As medidas emitidas pela directora-geral da Saúde, Graça Freitas, não obrigam a instalar uma barreira física. A experiência de Mariana Cruz é que lhe disse que melhor seria fazer isso do que forçar idosos e familiares a cumprir medidas de distanciamento físico, etiqueta respiratória e higienização de mãos. Semanas antes de as visitas terem sido suspensas, já lhes pedia que usassem máscara. “Tínhamos de estar sempre a chamar a atenção, porque as pessoas tiravam a máscara ou estavam sempre a mexer na máscara ou davam na mesma o abraço e o beijinho. É muito difícil evitar o toque.”

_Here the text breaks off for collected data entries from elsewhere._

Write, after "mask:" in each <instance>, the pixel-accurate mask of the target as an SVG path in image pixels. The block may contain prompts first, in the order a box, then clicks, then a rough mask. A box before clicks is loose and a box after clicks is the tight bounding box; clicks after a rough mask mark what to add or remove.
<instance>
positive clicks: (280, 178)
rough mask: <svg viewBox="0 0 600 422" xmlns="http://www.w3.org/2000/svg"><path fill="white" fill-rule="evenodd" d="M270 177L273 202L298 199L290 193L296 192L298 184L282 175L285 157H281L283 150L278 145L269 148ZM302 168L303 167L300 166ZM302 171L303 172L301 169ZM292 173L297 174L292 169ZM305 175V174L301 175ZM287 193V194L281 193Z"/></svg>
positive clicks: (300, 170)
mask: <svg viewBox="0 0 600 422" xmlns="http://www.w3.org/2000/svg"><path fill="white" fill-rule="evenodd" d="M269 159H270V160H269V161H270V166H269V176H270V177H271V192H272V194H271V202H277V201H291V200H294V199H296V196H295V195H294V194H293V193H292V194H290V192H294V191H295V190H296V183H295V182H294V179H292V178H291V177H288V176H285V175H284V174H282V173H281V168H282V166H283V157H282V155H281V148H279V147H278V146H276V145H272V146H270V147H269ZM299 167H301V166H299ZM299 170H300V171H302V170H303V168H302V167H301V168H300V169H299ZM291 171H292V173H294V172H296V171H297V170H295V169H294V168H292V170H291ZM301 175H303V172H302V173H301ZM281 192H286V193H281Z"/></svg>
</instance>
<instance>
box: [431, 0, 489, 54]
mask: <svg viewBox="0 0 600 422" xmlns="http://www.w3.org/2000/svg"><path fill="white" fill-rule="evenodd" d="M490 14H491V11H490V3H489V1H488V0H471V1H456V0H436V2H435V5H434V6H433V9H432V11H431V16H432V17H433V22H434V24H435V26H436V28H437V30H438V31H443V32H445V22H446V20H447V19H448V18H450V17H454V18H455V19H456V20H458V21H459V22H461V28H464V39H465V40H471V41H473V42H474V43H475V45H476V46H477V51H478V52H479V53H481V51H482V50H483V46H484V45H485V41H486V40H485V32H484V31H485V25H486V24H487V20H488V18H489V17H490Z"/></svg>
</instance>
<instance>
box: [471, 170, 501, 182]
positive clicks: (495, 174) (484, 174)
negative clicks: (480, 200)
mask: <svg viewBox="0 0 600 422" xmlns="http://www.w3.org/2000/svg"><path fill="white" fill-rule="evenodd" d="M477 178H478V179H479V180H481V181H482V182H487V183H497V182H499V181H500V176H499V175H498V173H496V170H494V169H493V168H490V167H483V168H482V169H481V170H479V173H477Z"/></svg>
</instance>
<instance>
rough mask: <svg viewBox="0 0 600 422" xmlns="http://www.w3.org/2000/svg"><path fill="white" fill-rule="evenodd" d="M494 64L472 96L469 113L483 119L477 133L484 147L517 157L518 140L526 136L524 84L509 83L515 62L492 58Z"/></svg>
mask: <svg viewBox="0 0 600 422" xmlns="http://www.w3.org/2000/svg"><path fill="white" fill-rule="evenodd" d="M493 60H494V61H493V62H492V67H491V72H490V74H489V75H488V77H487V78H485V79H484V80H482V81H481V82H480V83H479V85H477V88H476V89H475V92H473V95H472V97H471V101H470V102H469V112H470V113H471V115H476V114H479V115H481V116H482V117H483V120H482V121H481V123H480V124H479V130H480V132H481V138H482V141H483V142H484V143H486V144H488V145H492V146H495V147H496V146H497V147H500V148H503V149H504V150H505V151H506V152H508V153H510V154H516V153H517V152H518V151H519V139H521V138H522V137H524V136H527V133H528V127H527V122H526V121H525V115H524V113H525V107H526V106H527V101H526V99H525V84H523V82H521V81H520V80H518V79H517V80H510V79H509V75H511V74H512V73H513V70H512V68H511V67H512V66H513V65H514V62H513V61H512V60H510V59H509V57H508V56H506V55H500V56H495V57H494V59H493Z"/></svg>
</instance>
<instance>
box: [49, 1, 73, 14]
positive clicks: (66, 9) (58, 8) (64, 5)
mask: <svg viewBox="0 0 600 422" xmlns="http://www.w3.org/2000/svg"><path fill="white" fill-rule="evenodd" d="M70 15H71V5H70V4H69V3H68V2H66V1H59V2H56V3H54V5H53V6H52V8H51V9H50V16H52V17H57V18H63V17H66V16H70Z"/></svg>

Entre as 27 pessoas que ali moram está a sua avó, Maria Perpétua. Esta era a casa dela. Nem por isso a senhora, de 93 anos, teve privilégio de receber visitas. O filho, que vive mesmo ao lado, avistava do piso superior. A filha não. A filha, Odete Rodrigues, mãe de Mariana Cruz, só esta segunda-feira a viu do lado de fora da porta de vidro. “Temos de dar o exemplo.”

As mãos de mãe e filha não se tocaram, mas não deixaram de se procurar e a certa altura sobrepuseram-se no vidro. “Nunca mais chegava este dia. Chegou, graças a Deus. Gostei muito de ver a minha mãe. Está com a pele muito mimosa”, dizia, feliz. Esta semana regressa a cabeleireira ao lar, mas Maria Perpétua já anunciou que dispensa a pintura. “Finalmente convenceu-se. Fica-lhe bem o cabelo branco. ”

A Odete, antiga professora do ensino secundário agora rendida ao papel de avó, não parece estranho ver a sua casa de infância transformada em lar de idosos. “A minha filha estava a trabalhar na urgência do Hospital São João e falou-me nessa possibilidade. Eu disse: ‘Tudo bem, a casa é nossa, mas não se vai resolver nada sem o consentimento da avozinha. Ela ouviu, ouviu. Passado um bocado disse: ‘Sabes que até é boa ideia? Era da maneira que eu nunca mais estava aqui sozinha!’ Ela delira. Está rodeada de gente. E nós estamos descansados.”